Pair Corralation between IShares Core and Fidelity Investment
Considering the 90-day investment horizon iShares Core Aggregate is expected to generate 0.72 times more return on investment than Fidelity Investment. However, iShares Core Aggregate is 1.38 times less risky than Fidelity Investment. It trades about -0.23 of its potential returns per unit of risk. Fidelity Investment Grade is currently generating about -0.19 per unit of risk. If you would invest 10,095 in iShares Core Aggregate on August 25, 2024 and sell it today you would lose (314.00) from holding iShares Core Aggregate or give up 3.11% of portfolio value over 90 days.
Time Period | 3 Months [change] |
Direction | Moves Together |
Strength | Very Strong |
Accuracy | 100.0% |
Values | Daily Returns |
iShares Core Aggregate vs.
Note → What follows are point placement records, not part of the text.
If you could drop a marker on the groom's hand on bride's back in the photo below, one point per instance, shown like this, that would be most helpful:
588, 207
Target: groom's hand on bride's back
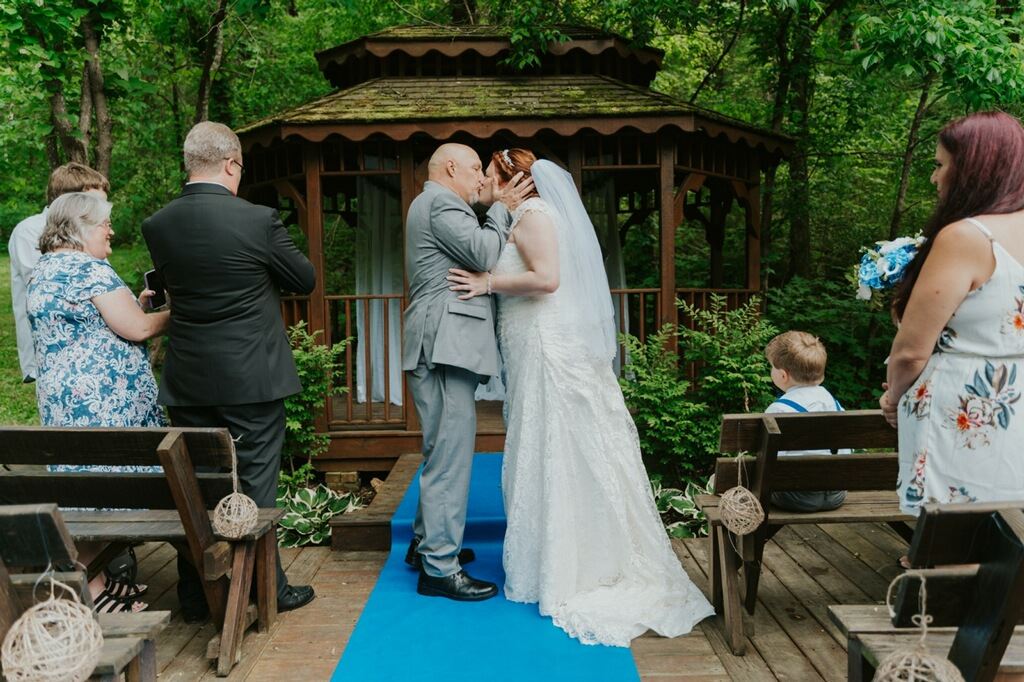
511, 195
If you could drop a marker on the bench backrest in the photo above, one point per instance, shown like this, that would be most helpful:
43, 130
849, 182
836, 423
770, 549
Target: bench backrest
211, 450
34, 536
763, 436
972, 556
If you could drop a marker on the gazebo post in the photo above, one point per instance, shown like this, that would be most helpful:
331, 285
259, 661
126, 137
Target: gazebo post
754, 237
668, 312
314, 238
407, 168
576, 161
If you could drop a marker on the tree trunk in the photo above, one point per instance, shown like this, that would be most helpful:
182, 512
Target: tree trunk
911, 144
211, 61
73, 147
85, 108
463, 11
52, 153
800, 214
104, 138
777, 116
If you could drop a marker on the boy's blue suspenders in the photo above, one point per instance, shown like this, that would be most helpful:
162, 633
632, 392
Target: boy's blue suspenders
799, 408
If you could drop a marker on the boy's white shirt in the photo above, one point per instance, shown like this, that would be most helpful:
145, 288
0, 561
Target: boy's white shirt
813, 398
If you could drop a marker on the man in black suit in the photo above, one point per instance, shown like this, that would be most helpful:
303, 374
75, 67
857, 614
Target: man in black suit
228, 363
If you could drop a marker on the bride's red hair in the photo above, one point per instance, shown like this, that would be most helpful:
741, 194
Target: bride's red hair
520, 160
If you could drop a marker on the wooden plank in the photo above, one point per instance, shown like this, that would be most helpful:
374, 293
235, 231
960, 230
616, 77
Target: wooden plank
145, 624
877, 646
844, 560
216, 560
33, 536
117, 653
819, 647
56, 444
839, 587
769, 643
854, 428
188, 500
817, 472
33, 588
138, 491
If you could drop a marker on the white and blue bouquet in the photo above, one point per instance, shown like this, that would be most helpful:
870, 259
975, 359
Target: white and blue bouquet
884, 265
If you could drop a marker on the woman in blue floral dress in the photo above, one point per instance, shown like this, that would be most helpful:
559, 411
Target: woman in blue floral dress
956, 365
89, 335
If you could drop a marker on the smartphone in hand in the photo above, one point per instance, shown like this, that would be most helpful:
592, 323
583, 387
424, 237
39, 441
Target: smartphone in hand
156, 283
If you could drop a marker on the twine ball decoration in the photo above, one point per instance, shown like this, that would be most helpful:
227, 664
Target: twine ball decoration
236, 515
915, 665
55, 640
740, 510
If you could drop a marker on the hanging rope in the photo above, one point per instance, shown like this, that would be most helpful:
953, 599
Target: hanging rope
56, 640
237, 514
915, 664
740, 510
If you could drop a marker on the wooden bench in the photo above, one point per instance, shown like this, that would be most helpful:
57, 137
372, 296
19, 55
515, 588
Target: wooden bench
869, 479
972, 556
34, 537
173, 506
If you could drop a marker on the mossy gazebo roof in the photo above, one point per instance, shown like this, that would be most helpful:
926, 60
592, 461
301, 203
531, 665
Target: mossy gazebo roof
522, 105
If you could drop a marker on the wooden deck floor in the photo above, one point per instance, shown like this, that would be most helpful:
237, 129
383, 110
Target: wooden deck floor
806, 568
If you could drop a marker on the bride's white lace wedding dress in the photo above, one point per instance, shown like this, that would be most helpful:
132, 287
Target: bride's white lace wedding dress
584, 538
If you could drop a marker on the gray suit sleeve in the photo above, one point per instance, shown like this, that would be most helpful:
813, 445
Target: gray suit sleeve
463, 239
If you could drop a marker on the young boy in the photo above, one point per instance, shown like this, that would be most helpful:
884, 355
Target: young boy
798, 368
Fidelity Investment Grade
Performance |
Timeline |
iShares Core Aggregate |
Fidelity Investment Grade |
IShares Core and Fidelity Investment Volatility Contrast
Predicted Return Density |
Returns |
Pair Trading with IShares Core and Fidelity Investment
The main advantage of trading using opposite IShares Core and Fidelity Investment positions is that it hedges away some unsystematic risk. Because of two separate transactions, even if IShares Core position performs unexpectedly, Fidelity Investment can make up some of the losses. Pair trading also minimizes risk from directional movements in the market. For example, if an entire industry or sector drops because of unexpected headlines, the short position in Fidelity Investment will offset losses from the drop in Fidelity Investment's long position.IShares Core vs. iShares MSCI EAFE | IShares Core vs. iShares iBoxx Investment | IShares Core vs. iShares TIPS Bond | IShares Core vs. iShares 1 3 Year |
Fidelity Investment vs. iShares MSCI EAFE | Fidelity Investment vs. iShares iBoxx Investment | Fidelity Investment vs. iShares TIPS Bond | Fidelity Investment vs. iShares 1 3 Year |
Check out your portfolio center.Note that this page's information should be used as a complementary analysis to find the right mix of equity instruments to add to your existing portfolios or create a brand new portfolio. You can also try the USA ETFs module to find actively traded Exchange Traded Funds (ETF) in USA.